Once home from the hospital, I had my own plurality of emotions. This time it was the physical pain from surgery and the elated relief of bringing home a healthy boy. It was the sleep deprivation mixed with the intoxicating smell of our newborn’s head. It was the intense anxiety around SIDs and the indescribable joy I felt seeing my husband cradle our son.

But when people asked how I was doing, how we were doing, or how I was settling into motherhood, I realize I didn’t allow myself the same grace I extended to my FIL. It felt like an insult to my son and his health to divulge any stresses and anxieties. “We’re amazing” was the most common answer I gave. And while it was a truthful answer, it wasn’t the whole truth.

I think parents owe it to themselves to embrace their plurality of emotions.

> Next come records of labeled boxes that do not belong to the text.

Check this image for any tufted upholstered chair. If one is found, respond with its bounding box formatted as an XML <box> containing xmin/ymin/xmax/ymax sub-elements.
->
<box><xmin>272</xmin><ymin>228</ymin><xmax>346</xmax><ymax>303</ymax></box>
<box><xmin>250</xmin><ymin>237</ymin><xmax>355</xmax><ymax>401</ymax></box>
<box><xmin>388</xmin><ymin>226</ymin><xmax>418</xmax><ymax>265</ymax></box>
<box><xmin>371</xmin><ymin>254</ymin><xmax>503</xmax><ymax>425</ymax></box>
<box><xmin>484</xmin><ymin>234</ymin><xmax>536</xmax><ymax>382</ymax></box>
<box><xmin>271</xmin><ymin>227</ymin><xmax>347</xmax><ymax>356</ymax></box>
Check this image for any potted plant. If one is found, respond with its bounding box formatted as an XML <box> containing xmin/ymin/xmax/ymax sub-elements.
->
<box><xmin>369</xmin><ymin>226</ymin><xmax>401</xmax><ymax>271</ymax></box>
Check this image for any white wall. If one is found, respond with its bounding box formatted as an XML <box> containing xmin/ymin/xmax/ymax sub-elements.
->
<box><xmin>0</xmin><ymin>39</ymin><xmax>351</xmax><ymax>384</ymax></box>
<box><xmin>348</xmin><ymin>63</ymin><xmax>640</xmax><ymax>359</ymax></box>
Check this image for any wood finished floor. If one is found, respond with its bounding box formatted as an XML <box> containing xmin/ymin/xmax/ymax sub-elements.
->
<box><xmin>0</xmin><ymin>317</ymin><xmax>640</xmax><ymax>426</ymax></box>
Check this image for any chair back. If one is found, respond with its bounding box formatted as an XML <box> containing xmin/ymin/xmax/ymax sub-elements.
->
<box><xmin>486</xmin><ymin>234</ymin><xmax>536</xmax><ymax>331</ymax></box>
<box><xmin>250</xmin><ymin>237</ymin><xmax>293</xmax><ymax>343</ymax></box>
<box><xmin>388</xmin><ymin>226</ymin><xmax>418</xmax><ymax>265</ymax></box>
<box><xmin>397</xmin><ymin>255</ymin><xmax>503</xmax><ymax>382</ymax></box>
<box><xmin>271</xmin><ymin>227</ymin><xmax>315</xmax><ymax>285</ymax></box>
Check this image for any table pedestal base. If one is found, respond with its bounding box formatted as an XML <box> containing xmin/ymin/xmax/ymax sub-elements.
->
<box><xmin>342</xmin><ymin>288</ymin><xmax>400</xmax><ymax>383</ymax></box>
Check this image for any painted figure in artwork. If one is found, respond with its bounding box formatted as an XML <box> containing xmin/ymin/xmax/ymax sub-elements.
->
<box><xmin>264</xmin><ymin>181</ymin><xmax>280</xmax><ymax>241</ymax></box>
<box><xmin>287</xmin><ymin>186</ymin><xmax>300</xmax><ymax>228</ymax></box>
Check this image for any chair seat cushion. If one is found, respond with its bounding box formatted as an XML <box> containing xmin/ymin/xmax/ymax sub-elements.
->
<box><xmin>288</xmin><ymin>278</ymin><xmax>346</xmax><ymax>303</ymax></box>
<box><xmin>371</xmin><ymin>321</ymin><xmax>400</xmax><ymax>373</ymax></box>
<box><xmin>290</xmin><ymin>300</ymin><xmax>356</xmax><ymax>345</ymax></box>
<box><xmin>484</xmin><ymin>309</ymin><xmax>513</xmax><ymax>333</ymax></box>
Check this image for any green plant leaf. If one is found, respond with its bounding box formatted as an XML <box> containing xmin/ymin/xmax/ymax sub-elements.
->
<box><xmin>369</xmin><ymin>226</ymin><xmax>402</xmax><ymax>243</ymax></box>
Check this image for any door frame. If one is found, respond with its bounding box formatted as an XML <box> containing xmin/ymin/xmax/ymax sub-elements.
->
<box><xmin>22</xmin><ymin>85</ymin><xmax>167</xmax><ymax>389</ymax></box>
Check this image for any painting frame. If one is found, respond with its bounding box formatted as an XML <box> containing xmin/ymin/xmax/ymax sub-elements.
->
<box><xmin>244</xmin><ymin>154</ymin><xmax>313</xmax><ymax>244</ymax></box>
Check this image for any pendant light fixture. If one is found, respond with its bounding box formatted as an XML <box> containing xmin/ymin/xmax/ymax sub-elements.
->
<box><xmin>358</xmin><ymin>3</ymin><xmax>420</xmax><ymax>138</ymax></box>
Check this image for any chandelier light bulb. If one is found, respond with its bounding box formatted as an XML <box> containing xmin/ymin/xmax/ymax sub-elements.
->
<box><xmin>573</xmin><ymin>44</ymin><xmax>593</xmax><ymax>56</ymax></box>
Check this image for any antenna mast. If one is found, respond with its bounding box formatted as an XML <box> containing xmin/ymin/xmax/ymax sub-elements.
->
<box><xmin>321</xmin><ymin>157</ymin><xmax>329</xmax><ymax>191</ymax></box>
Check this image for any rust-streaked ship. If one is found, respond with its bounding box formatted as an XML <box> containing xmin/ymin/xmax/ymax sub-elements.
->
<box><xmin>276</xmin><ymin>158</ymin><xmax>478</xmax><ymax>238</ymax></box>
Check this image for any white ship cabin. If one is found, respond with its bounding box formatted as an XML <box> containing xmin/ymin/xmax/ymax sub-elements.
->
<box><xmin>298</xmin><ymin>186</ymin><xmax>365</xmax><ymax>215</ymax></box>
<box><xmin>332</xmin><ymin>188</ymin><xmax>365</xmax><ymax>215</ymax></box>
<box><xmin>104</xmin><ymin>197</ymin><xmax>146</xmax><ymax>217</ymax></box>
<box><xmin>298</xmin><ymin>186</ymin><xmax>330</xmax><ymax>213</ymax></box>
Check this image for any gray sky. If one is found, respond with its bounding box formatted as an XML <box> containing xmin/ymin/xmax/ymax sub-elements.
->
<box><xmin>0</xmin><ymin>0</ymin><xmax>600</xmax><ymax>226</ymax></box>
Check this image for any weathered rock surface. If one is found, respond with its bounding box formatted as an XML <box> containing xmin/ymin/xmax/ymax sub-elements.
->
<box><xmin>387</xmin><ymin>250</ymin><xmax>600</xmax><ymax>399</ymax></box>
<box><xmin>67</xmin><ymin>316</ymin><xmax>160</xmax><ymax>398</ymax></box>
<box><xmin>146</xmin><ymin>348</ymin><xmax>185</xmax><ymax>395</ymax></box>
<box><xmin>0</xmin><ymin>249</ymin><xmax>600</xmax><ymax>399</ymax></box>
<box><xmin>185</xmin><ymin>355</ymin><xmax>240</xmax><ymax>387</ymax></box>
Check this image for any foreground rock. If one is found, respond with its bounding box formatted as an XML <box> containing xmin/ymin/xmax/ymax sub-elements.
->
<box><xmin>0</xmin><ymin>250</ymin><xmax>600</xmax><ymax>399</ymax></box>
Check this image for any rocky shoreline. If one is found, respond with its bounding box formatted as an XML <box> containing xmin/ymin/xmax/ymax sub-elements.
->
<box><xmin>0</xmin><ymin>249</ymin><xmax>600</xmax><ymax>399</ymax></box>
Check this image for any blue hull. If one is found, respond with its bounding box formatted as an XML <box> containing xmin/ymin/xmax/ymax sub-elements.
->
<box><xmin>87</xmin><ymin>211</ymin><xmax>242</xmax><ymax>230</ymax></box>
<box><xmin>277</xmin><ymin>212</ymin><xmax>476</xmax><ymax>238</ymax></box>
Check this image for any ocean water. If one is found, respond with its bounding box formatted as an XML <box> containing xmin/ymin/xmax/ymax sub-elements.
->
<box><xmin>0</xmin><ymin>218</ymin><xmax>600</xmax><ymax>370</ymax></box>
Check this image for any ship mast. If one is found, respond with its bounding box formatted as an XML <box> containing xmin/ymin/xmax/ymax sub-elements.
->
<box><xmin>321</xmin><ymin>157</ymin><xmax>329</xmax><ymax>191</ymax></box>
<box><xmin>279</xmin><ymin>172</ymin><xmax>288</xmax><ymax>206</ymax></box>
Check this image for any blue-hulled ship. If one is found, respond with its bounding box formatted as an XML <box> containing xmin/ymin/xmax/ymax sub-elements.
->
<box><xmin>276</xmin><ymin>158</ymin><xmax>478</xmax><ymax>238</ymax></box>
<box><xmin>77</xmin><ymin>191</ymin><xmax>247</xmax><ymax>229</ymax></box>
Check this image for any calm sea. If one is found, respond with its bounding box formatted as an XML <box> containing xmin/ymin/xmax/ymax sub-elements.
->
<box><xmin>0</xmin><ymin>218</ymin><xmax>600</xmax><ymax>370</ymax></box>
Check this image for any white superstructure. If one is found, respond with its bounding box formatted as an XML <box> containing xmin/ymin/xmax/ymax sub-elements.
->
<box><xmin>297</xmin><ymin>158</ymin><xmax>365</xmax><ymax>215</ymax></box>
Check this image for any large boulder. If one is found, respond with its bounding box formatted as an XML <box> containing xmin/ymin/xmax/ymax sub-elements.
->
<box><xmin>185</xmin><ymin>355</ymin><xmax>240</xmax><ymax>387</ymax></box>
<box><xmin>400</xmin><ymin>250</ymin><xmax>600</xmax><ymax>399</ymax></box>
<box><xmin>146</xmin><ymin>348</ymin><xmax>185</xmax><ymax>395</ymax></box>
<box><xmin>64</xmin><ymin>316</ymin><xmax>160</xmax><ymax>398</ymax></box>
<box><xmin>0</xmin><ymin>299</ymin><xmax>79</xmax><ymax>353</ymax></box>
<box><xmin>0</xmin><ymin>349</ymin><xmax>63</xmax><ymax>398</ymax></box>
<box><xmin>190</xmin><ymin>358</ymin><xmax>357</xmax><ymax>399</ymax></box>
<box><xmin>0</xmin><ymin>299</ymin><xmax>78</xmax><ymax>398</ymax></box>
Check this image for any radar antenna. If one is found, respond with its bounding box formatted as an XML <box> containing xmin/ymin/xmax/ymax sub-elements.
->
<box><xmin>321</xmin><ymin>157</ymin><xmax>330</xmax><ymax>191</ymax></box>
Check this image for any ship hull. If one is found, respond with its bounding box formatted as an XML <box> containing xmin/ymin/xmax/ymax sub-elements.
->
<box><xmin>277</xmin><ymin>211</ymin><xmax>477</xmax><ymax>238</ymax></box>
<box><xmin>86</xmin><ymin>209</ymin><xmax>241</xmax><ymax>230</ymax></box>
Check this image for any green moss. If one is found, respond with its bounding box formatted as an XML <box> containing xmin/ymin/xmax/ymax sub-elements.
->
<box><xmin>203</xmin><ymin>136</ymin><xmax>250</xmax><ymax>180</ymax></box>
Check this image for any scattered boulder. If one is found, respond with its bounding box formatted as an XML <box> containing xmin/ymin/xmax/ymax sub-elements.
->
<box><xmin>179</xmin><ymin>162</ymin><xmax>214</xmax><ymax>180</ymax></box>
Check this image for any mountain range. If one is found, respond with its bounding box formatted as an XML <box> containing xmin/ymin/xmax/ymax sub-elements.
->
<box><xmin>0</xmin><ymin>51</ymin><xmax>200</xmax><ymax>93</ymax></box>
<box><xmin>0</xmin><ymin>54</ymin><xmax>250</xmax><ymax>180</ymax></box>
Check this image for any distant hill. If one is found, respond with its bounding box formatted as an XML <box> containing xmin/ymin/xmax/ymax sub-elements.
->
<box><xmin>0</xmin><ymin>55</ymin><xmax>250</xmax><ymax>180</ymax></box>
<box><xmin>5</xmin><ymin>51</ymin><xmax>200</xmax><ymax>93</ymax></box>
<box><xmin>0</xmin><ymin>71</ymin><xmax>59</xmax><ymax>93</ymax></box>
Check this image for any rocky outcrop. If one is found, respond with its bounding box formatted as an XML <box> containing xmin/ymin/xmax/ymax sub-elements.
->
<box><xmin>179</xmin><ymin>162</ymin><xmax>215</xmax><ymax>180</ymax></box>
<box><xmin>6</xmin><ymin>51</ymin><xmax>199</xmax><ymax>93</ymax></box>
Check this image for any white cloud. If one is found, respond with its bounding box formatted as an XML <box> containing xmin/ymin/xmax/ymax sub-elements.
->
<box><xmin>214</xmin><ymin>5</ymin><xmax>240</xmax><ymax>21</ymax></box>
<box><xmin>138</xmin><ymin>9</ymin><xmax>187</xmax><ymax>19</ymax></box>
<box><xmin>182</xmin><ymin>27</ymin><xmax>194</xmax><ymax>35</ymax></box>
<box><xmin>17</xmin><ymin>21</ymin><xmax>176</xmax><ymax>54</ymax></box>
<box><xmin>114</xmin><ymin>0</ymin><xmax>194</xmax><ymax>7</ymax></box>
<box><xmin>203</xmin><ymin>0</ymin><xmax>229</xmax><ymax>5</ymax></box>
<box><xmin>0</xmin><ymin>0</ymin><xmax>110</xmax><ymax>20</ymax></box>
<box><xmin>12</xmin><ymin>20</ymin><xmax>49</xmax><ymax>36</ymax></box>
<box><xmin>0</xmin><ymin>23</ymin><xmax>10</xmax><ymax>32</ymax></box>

I am never not grateful for a healthy and happy son but that doesn’t mean the days aren’t hard.

I still wake up in the middle of the night some nights and tearfully rummage through our twisted blankets and sheets thinking I somehow left our son to sleep in the bed with us (we have never co-slept). My husband and I still do “proof of life” checks at all hours to reassure ourselves our son is still breathing (even though we have a baby monitor where we can see him). Last week I couldn’t shake the feeling that one of our boy’s stuffed animals may have a button nose that he could chew off and choke on (there are no such buttons).